Friday, June 2, 2006

Dance Review: Joe Goode's "Stay Together"

Joe Goode Performance Group
“Stay Together” and “Deeply There”
Yerba Buena Center for the Arts
through June 11, 2006


Given the polished intellect and sheer professionalism that the Joe Goode Performance Group gives to maverick theater, it’s a little bit surprising that the company has never before paired up with that other maverick leader in town, Michael Tilson Thomas. But if the success of Friday’s premiere of their first collaboration “Stay Together” is anything to go by, this won’t be their last joint effort.

At twenty years old, the company is something of a San Francisco institution and the articulate Goode himself is well-deserving of his reputation as one of the most intriguing and offbeat theater masters around. And given how strong and carefully assembled his shows always are, it’s not a heavy criticism to say that the music has always been the weakest element. But the singsong tunes often seem to imply that this is a group of dancers not wholly comfortable with singing onstage, and the musical interludes scores were more often than not stitched together from a variety of sources.

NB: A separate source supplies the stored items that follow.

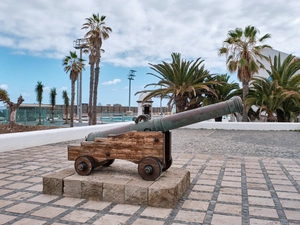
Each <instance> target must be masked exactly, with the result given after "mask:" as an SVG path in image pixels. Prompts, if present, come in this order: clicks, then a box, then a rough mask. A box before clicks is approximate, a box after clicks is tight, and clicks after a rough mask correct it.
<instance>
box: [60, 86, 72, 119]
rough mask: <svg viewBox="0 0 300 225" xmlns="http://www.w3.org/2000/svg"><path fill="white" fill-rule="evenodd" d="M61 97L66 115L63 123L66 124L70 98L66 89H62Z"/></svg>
mask: <svg viewBox="0 0 300 225" xmlns="http://www.w3.org/2000/svg"><path fill="white" fill-rule="evenodd" d="M62 97H63V100H64V105H65V115H66V121H65V124H68V123H69V121H68V115H69V101H70V99H69V96H68V92H67V91H66V90H65V91H63V93H62Z"/></svg>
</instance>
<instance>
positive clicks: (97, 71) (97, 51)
mask: <svg viewBox="0 0 300 225" xmlns="http://www.w3.org/2000/svg"><path fill="white" fill-rule="evenodd" d="M105 18H106V16H101V17H100V16H99V13H97V14H93V15H92V16H91V17H89V18H86V23H84V24H83V25H82V29H88V32H87V33H86V34H85V36H84V37H85V38H87V39H88V40H89V47H90V56H89V60H90V62H89V63H90V66H91V72H90V96H89V112H88V115H89V124H90V125H92V124H96V117H97V95H98V83H99V76H100V60H101V47H102V42H103V40H106V39H108V38H109V33H110V32H112V29H111V28H110V27H108V26H106V25H105Z"/></svg>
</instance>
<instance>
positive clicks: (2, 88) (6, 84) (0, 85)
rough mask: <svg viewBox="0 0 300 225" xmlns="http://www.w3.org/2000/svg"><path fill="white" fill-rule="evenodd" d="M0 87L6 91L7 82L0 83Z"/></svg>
mask: <svg viewBox="0 0 300 225" xmlns="http://www.w3.org/2000/svg"><path fill="white" fill-rule="evenodd" d="M0 88H1V89H3V90H6V91H7V90H8V85H7V84H1V85H0Z"/></svg>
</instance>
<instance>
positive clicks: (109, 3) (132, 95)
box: [0, 0, 300, 106]
mask: <svg viewBox="0 0 300 225" xmlns="http://www.w3.org/2000/svg"><path fill="white" fill-rule="evenodd" d="M299 9H300V1H299V0H289V1H286V0H264V1H261V0H251V1H244V0H228V1H224V0H209V1H207V0H188V1H182V0H163V1H161V0H159V1H158V0H151V1H142V0H126V1H123V0H101V1H99V0H85V1H79V0H51V1H49V0H26V1H19V0H1V1H0V88H2V89H5V90H7V92H8V94H9V97H10V99H11V101H13V102H16V101H17V98H18V97H19V96H20V95H22V96H23V98H24V99H25V101H24V103H28V104H31V103H37V101H36V93H35V91H34V89H35V86H36V84H37V82H38V81H41V82H42V83H43V85H44V92H43V103H44V104H48V103H49V93H50V89H51V88H56V90H57V97H56V102H57V104H63V99H62V91H63V90H67V92H68V93H69V96H70V94H71V81H70V79H69V74H66V73H65V72H64V70H63V66H62V59H63V58H64V57H65V56H66V55H69V52H70V51H75V49H74V47H73V41H74V40H76V39H78V38H82V37H83V36H84V34H85V33H86V30H82V29H81V27H82V24H83V23H85V22H86V20H85V19H86V18H88V17H91V16H92V14H93V13H99V15H105V16H106V19H105V22H106V25H107V26H109V27H111V28H112V30H113V32H112V33H110V37H109V39H107V40H105V41H104V42H103V45H102V48H103V49H104V50H105V53H103V54H102V58H101V65H100V66H101V67H100V84H99V89H98V103H99V104H101V105H106V104H121V105H124V106H128V102H129V80H128V74H129V71H130V70H136V73H135V75H136V76H135V77H134V80H132V81H131V106H137V103H136V101H137V100H138V97H139V96H138V95H135V93H136V92H137V91H141V90H144V86H145V85H147V84H149V83H156V82H157V81H158V80H157V78H155V77H154V76H151V75H149V74H148V73H151V72H153V71H152V70H151V69H150V65H149V63H151V64H158V63H161V62H162V61H166V62H171V61H170V60H171V54H172V53H173V52H179V53H181V56H182V58H183V59H187V60H196V59H197V58H199V57H201V59H203V60H204V64H205V68H206V69H207V70H209V71H210V72H211V73H214V74H218V73H227V72H228V71H227V70H226V64H225V57H220V56H218V49H219V48H220V47H222V44H223V41H224V40H225V39H226V37H227V34H228V31H229V30H234V29H235V28H238V27H239V28H245V27H246V26H248V25H253V26H255V27H256V28H257V29H259V31H260V34H259V36H263V35H264V34H266V33H269V34H271V39H268V40H267V41H266V42H265V44H268V45H271V46H272V47H273V48H274V49H277V50H279V51H282V52H285V53H288V54H294V55H296V56H300V44H299V43H300V38H299V37H300V35H299V27H300V14H299ZM77 54H78V55H79V50H77ZM83 59H86V60H87V55H83ZM86 64H87V65H86V67H85V70H84V71H83V82H82V85H83V97H82V102H83V103H87V102H88V93H89V65H88V62H86ZM231 80H232V81H236V82H237V81H238V80H237V78H236V75H235V74H232V75H231ZM153 100H154V106H159V104H160V101H159V99H153ZM75 104H76V102H75ZM165 104H166V102H163V105H165ZM1 105H3V104H2V103H0V106H1Z"/></svg>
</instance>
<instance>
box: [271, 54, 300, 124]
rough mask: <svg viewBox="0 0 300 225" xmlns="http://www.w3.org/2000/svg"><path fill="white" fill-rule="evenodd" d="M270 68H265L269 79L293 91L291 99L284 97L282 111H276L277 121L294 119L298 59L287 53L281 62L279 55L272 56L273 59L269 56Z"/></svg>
mask: <svg viewBox="0 0 300 225" xmlns="http://www.w3.org/2000/svg"><path fill="white" fill-rule="evenodd" d="M269 62H270V67H271V68H270V70H267V72H268V74H269V75H270V77H269V78H268V79H269V80H271V81H277V82H278V85H280V86H281V87H282V88H284V89H285V90H288V91H294V93H295V95H293V96H291V97H290V98H292V99H290V98H289V99H286V101H285V102H284V103H283V105H282V107H283V111H281V110H278V111H277V117H278V121H279V122H288V121H291V120H293V119H294V120H295V118H296V117H297V115H299V110H300V108H299V103H300V60H299V59H298V58H297V57H295V56H293V55H289V56H288V57H286V58H285V59H284V60H283V62H281V56H280V54H278V56H274V58H273V60H272V59H271V57H269Z"/></svg>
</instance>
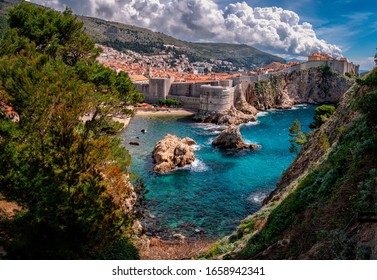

Inspired by one of Tilson Thomas’s offbeat songs, and with an original score by the maestro, however, “Stay Together” knits concept with musical execution in a satisfying way, and at last, we feel that the wit of the music matches that of the theatrics.

And theatrical it is, blending video with stage and recorded with live, in a seamless and yet quirky and thoughtful way.

Suspended over the stage are two large screens, mirrored by a pair of small television screens to one side that display rotated versions of the same images. Strong dark lines run across a wash of red in the back of the space -- almost like a screwy horizontal hold on a TV screen broadcasting a Mark Rothko painting. And below in the darkened space, the dancers seem almost dwarfed by their surroundings.

In “Stay Together,” Goode plays Bob, a visual artist whose relationships loosely tie together the characters – notably his lover Bertie (Melecio Estrella), a manager played by Liz Burritt. It’s never quite clear what kind of artist Bob is. Perhaps an avant-garde video artist like Bill Viola, or a Mark Rothko sort of painter -- though the occasional voiceover intoning instructions to the dancers as they appear on the screens seems to indicate the former.

It’s a fractured view of existence, reflected in the fractured video effects and the zany episodes scattered throughout the work.

Goode’s ever-talented mainstay, Burritt creates yet another disarmingly neurotic character as she mugs in front of an onstage camera with her face projected in IMAX proportions behind her. Lines that could read as banal, are instead in her hands droll and amusing.

“I tell myself, ‘Stay together, listen deeply and something good will happen,’” she drawls, “I don’t know how that’s going to work out…” Meanwhile, four dancers move beside her slowly, like architectural exclamation points to her monologue.

As always, Goode’s monologues are wordy, and the work as a whole comes in many layers, like a neatly packed portmanteau. But the pleasure of it ultimately is in our mental unravelling of the imagery. Occasionally, the words pass us by, barely registering as we focus on disembodied heads running through a gamut of expressions as they floating over the space. Curiously, this has the effect of magnifying small moments and snippets of the monologue, without ever bringing them clearly into focus. Then just as you begin to get a grip on the deeper meaning of what a character might be saying, the faces melt away into storm clouds drifting lazily across the screens leaving behind a ghostly echo, a mix of taped and live effects that happens seamlessly.

The second half of the program is given to “Deeply There,” a work created in 1998 and trimmed here from evening length to fifty minutes. It is probably Goode’s best known work and to many, his best work.

The setting takes us back to the height of the AIDS epidemic, which coincidentally began twenty-five years ago. But anyone who’s ever kept vigil at a dying person’s bedside will instantly recognize the scene. Relatives and friends tiptoeing quietly about a house and warning newcomers not to be shocked by the fragility of the person in the bed.

There is truthfulness in the duet for Goode and the young Joshua Rauchwerger, who show that in essence, Goode’s choreography and drama is really about getting back to what some might call child’s play and others might call simple honesty. The silly comic moments -- a Jackie O dance led by Ruben Graciani, the rising hysteria of Burritt’s musings on the gay lifestyle – are interposed with tender poignant ones, such as the affecting Marit Brook-Kothlow’s turn as the family dog who considers what it means to be left alone.

Compared to the elegantly assembled “Stay Together,” “Deeply There” can seem wordy, even fussy. The video effects are less experienced and the transitions are less graceful, but there is a core of rage and raw feeling that suffuses this particular piece, and leave a deep impression of the bittersweet experience of saying farewell.